Friday, October 20, 2006

 

Nieman commentator wonders where "giraffes" are in Tribune-LATimes controversy


ORIGINAL URL:
http://www.niemanwatchdog.org/blog/?p=27

ORIGINAL HEADLINE:
Gilbert Cranberg: Timidity at Work

Posted at 10:56 am, October 19th, 2006

When Jay Harris quit in 2001 as publisher of the San Jose Mercury News rather than make cuts he believed would harm the paper, he was invited to speak to the annual meeting of the American Society of Newspaper Editors, where he received an enthusiastic standing ovation. When the LA Times publisher and editor recently balked at cuts for the same reason, ASNE was silent. Nor have the Society of Professional Journalists, Associated Press Managing Editors or National Conference of Editorial Writers been heard from.

The Times publisher, Jeffrey Johnson, is now the former publisher, having been ousted. It isn't clear what the future holds for Dean Baquet, the editor. Evidently, Tribune company executives and other like-minded corporate cost-cutters can proceed without fretting about reaction from the organized journalism community.

Why the timidity?

David Zeeck, editor of the Tacoma News Tribune and president of ASNE, told me that the organization's leadership opted unanimously to stay on the sidelines because "we see our mission generally as supporting issues, not individuals" and that "picking sides at this point isn.t something ASNE should do."

SPJ President Christine Tatum, an editor at the Denver Post, said her organization considers it best "not to engage in .personnel and labor matters...The bottom line: We haven't issued any formal statements concerning the Trib/LAT affair because it hasn't been easy to know where the dividing line is between newsroom disagreements/blow-ups and over-the-top cost-cutting."

APME will be a platform for Baquet when he speaks to its annual meeting Oct. 26 in New Orleans. He had been invited earlier. Baquet is expected to speak about the situation at the Times although APME won't. As for NCEW, the organization of opinion writers seldom ventures an opinion.

While it and the others are holding their respective tongues, LA Times staffers by the hundreds have expressed their backing for Johnson and Baquet in petitions.

It took spine for Johnson and Baquet to confront their superiors, and courage in its own way for eye-strained wretches who may be living paycheck-to-paycheck to go on record to support them. Organizations, by contrast, face no peril. Certainly, it would be inappropriate for journalism groups to meddle in the business affairs of news organizations. The productivity of staffers, for instance, is so variable it would be presumptuous and irresponsible for ASNE or any other group to stick its collective nose into a personnel thicket. But courage in journalism, like hard-core pornography, is something you know when you see it.
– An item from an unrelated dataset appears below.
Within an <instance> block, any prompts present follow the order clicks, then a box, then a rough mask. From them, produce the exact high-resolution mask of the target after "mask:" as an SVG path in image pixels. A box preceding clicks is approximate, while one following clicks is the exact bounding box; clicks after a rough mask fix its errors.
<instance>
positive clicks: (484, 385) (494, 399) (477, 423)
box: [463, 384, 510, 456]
It ought to be possible for editors to fashion a collective salute to the fortitude of publishers and editors, when they deserve it, without taking sides on the pros and cons of particulars.

Journalism groups aren't bashful about speaking up when important journalism issues are at stake. Needed now is a redefinition of journalism issues so that they encompass not just what happens in courtrooms but in boardrooms. The threats to access to the information the public must have in a democracy often come nowadays from the elevation of profits over staffing, newshole and the other measures of quality.

When publishers and editors stand up for readers and staff, they ought to be celebrated, not ignored.